Mitigating claims fraud is a critical process for insurers if they want to generate profitable business, and health insurance is an area where claims fraud detection requires particular attention.

In the report Health Insurance Claims Fraud Detection Systems: 2015 IT Vendor Spectrum, Celent reviews IT vendors and their offerings in the claims fraud detection area with specific focus on health and medical insurance.

“Medical insurance claims handling is a complex process where multiple parties are involved including various medical providers,” says Nicolas Michellod, a senior analyst with the Celent’s Insurance practice and coauthor of the report.

“Specific functions and features are required if health insurers want to do a good job at mitigating claims fraud,” adds Mohammed Mahfuz, an analyst with the Celent Insurance practice and coauthor of the report.

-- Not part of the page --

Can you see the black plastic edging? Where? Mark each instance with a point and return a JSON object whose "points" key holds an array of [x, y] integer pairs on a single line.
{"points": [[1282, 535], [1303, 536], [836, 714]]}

This report provides a detailed description of IT vendors and their offerings in medical claims fraud detection. It profiles 13 IT vendors and is not restricted to a specific geography. Each vendor is profiled using the same structure, starting with a synoptic table presenting the company and its solution. Celent describes the system’s functionality, the customer base, technology as well as implementation, pricing and support.

The vendors profiled in this report are:

  • BAE Systems Applied Intelligence
  • Fair Isaac Corporation (FICO)
  • FRISS
  • Hugin Expert A/S
  • IBM
  • iGATE Corporation
  • INFORM GmbH
  • LexisNexis Risk Solutions
  • Lorica Health
  • Optilab
  • Performant
  • SAS
  • Verisk Health

Although this list is not exhaustive, we think it provides a valuable sample of vendors, which already have experience of implementations in the health insurance industry.